Judging competitive debating - Part 1 - A general framework

This is part of a series of introductory articles. Which explain basic concepts of competitive debating. It is followed by "Judging Competitive Debating - Part 2 - The process of judging."

I am indebted to the wonderful David Bender for the first part of this explanation, I was going to write one myself but his is sufficiently good and concise that would seem like a waste of time:
CC - Photopin
[Judging] is a 'comparative assessment of each team's persuasiveness'. 
It's comparative, insofar as you compare teams: there is no absolute standard of persuasiveness a team has to beat. 
It's team-based, insofar as you have to judge the whole team. 
We know that three things make a speech persuasive: content, analysis and style. If a speech contains all three of those things, it is persuasive. 
Content means attempting to prove things relevant to your side winning. You can choose content - so pick what path you want to take to proving your side. However, other teams can challenge you to provide content: 'demonstrate this is legitimate'. Look to see what metrics teams set themselves, and what metrics are set by other teams. 
Analysis means explanation. Specifically, an idea is well analysed if teams explain why it is true, and why it is important. Analysis can be thick or thin. Thick analysis is well explained with each logical step explicated. Thin analysis is poorly explained with many missing steps. Analysis can be broad or narrow. Broad analysis contains many independent logical chains to prove a claim. Narrow analysis contains just one. Broad, thick analysis is most persuasive. 
Style means you can understand what they say. If what they said is confusing, it cannot be credited. 
If a speech fulfills its relevant burdens, in a well analysed and stylistically clear manner, more so than other teams, that team wins. 
This framework works well for most university level competitions, but might be harder to apply in novice and schools competitions where arguments may not be made as clearly and may not explicitly clash with each other. (I’ll probably write a more detailed post on this in the future).


A few additional notes:

It is important (at least in BP/WUDC format) that judges don't bring in any of their own knowledge to judging a debate, and instead assess claims based on how persuasive and well explained they are. Obviously there are exceptions if something is obviously insane, but if you have particular knowledge of a topic you shouldn't penalise teams for saying things that you personally know to be untrue, or for making claims that don't fit with your personal moral and political beliefs. The official standard for judging what is common knowledge is the "Average Reasonable Voter" who is loosely defined as someone who follows the news (e.g. reads a good newspaper regularly but not religiously) and otherwise has no specialist knowledge or strong views on the subject. In practice it is hard to follow this standard all the time as our subconscious biases and pre-existing knowledge will bias what we find persuasive or credible, but it is  a good standard to aim for.
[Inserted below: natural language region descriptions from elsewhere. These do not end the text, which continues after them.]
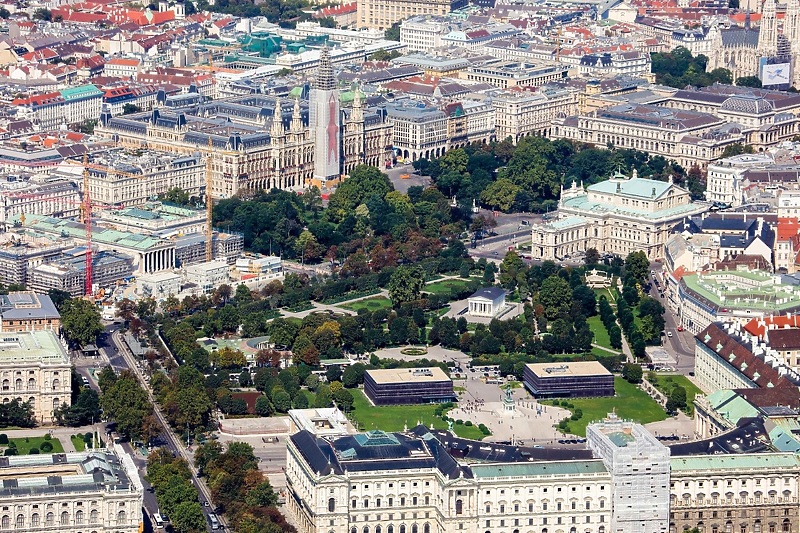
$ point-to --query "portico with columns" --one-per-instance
(157, 260)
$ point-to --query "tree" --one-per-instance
(188, 517)
(393, 33)
(500, 194)
(405, 284)
(632, 372)
(592, 257)
(353, 375)
(282, 401)
(81, 321)
(16, 413)
(637, 266)
(364, 181)
(126, 402)
(263, 406)
(343, 399)
(84, 411)
(555, 296)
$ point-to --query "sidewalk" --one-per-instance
(63, 434)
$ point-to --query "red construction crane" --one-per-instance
(87, 224)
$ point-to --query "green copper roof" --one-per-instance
(638, 187)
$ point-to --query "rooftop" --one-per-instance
(403, 375)
(32, 346)
(754, 291)
(575, 368)
(65, 472)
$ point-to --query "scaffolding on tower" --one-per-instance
(87, 224)
(209, 202)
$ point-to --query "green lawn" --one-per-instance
(370, 304)
(666, 382)
(599, 330)
(24, 448)
(446, 286)
(394, 417)
(630, 403)
(78, 442)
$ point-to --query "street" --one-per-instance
(167, 436)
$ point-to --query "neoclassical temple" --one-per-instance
(256, 141)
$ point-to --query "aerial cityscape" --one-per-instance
(392, 266)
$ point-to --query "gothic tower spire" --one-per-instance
(768, 34)
(297, 119)
(276, 129)
(791, 24)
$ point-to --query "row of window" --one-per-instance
(50, 519)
In general you should always judge the debate you see, not the debate you expected to come from that motion or compare the debate to what you would have said. A team failing to make a point you think is obvious, important or interesting, may be bad in an abstract way, and might be something to mention to them in personal feedback, but it is irrelevant to whether they have beaten other teams in the room. (This can be a particular issue when you have chosen the motion, or it is on a topic you know a lot about).


We also don't explicitly punish speakers for technical faults, e.g. not filling the time, not having a standard structure, not taking/offering POIs. These things are all good, in the sense that they add to your persuasiveness by making your speech easier to follow and demonstrating engagement, but they are not good or bad in themselves. This also includes things like "knifing" (contradicting another team or speaker on your side of the debate) or unusual/unexpected ways of propping the debate. There are no automatic fourths in competitive debating, as whatever a team does they can be persuasive in spite of that, or another team can do worse.

We coach speakers to do these things right as they make a speech more intelligible and persuasive. When a judge has difficulty understanding your points and where you are going with them it becomes more difficult for them to credit you with good analysis. Failing to take/offer POIs can indicate a lack of confidence in your material. And bad tactical choices will harm you in a debate by meaning you are not saying the better things you could have been saying instead, or forcing you to spend time on pointless things. [I plan to talk more about this in specific posts on each topic.]

Analogously, a sportsperson is taught various standard techniques for throws, kicks, tackles etc. because they tend to make you better at the sport, but the referees don’t give you extra points for them, they are ways of making it more likely you will score points. You can still be good in spite of failing to do them, but it makes winning less likely.